Subtyping neuropsychiatric disorders like schizophrenia is essential for improving the diagnosis and treatment of complex diseases. Subtyping schizophrenia is challenging because it is polygenic and genetically heterogeneous, rendering the standard symptom-based diagnosis often unreliable and unrepeatable. We developed a novel network-based machine-learning approach, netMoST, to subtyping psychiatric disorders. NetMoST identifies polygenic risk SNP-allele modules from genome-wide genotyping data as polygenic haplotype biomarkers (PHBs) for disease subtyping. We applied netMoST to subtype a cohort of schizophrenia subjects into three distinct biotypes with differentiable genetic, neuroimaging and functional characteristics.
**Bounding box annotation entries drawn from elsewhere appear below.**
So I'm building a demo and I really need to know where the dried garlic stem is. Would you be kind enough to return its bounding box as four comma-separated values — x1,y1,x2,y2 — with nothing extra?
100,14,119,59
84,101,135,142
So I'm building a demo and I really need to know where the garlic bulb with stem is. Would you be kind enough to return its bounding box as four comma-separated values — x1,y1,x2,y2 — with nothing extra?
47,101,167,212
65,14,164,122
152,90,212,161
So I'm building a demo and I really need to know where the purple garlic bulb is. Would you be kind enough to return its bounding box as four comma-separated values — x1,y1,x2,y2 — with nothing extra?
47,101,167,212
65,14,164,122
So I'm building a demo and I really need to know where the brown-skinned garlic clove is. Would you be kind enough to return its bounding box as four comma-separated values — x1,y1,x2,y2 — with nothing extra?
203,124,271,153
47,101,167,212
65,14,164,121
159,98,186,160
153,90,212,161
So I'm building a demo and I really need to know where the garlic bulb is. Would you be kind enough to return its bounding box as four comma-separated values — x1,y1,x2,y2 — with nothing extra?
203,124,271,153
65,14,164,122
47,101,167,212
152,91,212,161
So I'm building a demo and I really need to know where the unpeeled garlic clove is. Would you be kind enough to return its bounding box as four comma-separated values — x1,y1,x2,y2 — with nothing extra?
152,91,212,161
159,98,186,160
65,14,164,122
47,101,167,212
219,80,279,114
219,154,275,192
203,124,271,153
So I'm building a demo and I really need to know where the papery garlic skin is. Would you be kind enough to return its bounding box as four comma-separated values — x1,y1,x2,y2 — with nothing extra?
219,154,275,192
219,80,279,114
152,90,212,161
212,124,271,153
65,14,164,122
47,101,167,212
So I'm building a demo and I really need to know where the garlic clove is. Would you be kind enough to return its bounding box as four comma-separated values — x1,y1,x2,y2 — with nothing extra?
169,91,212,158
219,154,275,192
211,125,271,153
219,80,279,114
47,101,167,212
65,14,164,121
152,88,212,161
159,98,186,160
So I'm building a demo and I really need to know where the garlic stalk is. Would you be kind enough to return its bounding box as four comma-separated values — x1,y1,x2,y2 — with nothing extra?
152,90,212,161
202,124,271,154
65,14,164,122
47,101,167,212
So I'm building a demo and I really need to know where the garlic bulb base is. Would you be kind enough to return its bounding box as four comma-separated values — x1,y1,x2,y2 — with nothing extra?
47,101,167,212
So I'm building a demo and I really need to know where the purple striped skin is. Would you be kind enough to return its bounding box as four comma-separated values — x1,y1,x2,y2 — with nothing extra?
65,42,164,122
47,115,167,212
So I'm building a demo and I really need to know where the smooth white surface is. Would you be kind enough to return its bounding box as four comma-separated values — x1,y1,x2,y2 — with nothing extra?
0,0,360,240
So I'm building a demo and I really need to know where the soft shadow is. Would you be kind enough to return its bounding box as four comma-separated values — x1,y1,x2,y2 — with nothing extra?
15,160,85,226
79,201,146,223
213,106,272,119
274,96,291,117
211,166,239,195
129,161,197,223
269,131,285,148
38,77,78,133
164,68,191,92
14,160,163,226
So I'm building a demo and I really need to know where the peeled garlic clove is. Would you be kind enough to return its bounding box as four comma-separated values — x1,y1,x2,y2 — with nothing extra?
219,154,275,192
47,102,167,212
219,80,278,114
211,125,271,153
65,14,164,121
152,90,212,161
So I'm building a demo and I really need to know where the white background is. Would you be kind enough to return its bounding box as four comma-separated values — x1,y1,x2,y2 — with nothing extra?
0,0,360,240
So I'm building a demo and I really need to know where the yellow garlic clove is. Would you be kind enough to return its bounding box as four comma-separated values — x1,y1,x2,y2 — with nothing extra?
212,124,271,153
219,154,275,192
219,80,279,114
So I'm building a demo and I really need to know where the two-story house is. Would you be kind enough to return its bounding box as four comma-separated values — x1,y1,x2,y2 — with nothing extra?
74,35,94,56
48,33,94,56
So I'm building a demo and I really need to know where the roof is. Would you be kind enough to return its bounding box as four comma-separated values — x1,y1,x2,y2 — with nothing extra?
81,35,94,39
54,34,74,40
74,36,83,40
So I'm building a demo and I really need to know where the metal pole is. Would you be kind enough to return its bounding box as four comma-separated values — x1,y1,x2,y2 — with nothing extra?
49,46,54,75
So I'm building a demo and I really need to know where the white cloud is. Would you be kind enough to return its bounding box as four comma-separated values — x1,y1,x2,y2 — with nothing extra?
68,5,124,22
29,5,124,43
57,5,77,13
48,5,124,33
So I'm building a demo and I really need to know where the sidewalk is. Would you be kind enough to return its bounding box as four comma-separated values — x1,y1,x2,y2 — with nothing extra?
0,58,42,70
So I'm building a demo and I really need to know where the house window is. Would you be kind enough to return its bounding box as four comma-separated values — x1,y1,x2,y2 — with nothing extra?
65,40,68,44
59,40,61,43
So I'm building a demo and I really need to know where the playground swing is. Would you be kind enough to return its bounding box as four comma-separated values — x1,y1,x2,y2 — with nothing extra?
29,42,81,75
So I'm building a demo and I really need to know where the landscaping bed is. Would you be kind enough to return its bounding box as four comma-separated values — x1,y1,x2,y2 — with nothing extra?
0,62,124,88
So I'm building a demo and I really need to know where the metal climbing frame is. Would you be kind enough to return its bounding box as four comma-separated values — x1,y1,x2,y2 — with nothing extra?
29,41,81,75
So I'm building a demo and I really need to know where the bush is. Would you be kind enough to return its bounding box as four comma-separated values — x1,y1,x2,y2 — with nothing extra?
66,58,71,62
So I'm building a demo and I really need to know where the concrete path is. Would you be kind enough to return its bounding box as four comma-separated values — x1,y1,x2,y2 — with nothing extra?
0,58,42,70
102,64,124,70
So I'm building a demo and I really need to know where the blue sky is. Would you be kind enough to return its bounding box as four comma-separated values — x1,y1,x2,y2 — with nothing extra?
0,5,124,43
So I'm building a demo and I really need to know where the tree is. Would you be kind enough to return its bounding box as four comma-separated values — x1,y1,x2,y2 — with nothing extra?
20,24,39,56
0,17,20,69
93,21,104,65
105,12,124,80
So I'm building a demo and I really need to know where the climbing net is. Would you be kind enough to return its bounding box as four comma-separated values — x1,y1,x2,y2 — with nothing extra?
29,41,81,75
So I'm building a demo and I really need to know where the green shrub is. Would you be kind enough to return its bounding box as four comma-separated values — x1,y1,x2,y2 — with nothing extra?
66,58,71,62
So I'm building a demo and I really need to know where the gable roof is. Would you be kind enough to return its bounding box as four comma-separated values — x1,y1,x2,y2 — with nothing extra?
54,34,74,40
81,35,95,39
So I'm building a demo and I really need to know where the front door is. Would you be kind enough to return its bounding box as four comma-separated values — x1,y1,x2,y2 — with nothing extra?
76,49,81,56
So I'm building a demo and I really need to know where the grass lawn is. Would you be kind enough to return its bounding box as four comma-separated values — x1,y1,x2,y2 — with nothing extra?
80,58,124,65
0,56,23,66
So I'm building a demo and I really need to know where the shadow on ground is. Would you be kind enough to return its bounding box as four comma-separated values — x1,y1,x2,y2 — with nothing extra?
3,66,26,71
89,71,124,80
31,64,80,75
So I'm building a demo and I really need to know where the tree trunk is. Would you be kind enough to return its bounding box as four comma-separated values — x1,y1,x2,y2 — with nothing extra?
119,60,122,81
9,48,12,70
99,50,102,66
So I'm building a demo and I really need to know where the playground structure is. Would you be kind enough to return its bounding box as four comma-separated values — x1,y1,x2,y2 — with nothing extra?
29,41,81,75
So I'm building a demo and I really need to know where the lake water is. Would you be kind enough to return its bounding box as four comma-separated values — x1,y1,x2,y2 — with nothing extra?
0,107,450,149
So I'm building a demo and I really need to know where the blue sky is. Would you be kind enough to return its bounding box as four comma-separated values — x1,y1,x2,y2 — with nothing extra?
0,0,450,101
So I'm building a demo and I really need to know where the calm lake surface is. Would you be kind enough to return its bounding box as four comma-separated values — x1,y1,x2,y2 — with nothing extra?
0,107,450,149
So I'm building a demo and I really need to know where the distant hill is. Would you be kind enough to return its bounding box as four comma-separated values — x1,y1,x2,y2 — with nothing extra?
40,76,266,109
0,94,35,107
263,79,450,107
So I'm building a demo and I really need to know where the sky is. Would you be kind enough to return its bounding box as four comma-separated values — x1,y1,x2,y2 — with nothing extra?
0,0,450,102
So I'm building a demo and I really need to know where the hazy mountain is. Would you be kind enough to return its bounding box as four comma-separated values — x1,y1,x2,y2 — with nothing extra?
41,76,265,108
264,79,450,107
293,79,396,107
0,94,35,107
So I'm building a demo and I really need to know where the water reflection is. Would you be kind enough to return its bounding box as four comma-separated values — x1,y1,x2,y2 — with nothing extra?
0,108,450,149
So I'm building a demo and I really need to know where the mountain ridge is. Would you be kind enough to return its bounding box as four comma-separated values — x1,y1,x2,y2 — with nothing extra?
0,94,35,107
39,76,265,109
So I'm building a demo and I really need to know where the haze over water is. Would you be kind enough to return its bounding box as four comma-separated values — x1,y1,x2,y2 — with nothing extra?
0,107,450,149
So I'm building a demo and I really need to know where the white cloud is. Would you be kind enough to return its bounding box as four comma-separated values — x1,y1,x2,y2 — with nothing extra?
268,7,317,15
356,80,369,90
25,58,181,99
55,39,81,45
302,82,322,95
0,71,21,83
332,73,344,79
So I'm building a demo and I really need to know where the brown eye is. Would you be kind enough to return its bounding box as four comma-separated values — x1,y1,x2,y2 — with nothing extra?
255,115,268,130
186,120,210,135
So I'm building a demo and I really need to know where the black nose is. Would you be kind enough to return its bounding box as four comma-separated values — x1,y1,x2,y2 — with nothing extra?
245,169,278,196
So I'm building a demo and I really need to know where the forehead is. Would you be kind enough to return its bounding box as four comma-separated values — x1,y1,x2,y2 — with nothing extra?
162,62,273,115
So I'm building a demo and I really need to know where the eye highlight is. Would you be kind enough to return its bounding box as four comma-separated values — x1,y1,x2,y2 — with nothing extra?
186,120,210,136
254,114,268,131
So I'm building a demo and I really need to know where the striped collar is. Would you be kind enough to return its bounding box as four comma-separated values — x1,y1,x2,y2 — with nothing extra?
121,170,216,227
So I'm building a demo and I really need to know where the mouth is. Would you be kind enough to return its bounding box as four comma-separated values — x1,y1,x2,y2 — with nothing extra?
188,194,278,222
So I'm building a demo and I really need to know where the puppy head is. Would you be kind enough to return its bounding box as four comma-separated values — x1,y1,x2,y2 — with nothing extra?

The PHBs of the first biotype (36.9% of all patients) were related to neurodevelopment and cognition, the PHBs of the second biotype (28.4%) were enriched for neuroimmune functions, and the PHBs of the third biotype (34.7%) were associated with the transport of calcium ions and neurotransmitters. Neuroimaging patterns provided additional support to the new biotypes, with unique regional homogeneity (ReHo) patterns observed in the brains of each biotype compared with healthy controls. Our findings demonstrated netMoST's capability for uncovering novel biotypes of complex diseases such as schizophrenia. The results also showed the power of exploring polygenic allelic patterns that transcend the conventional GWAS approaches.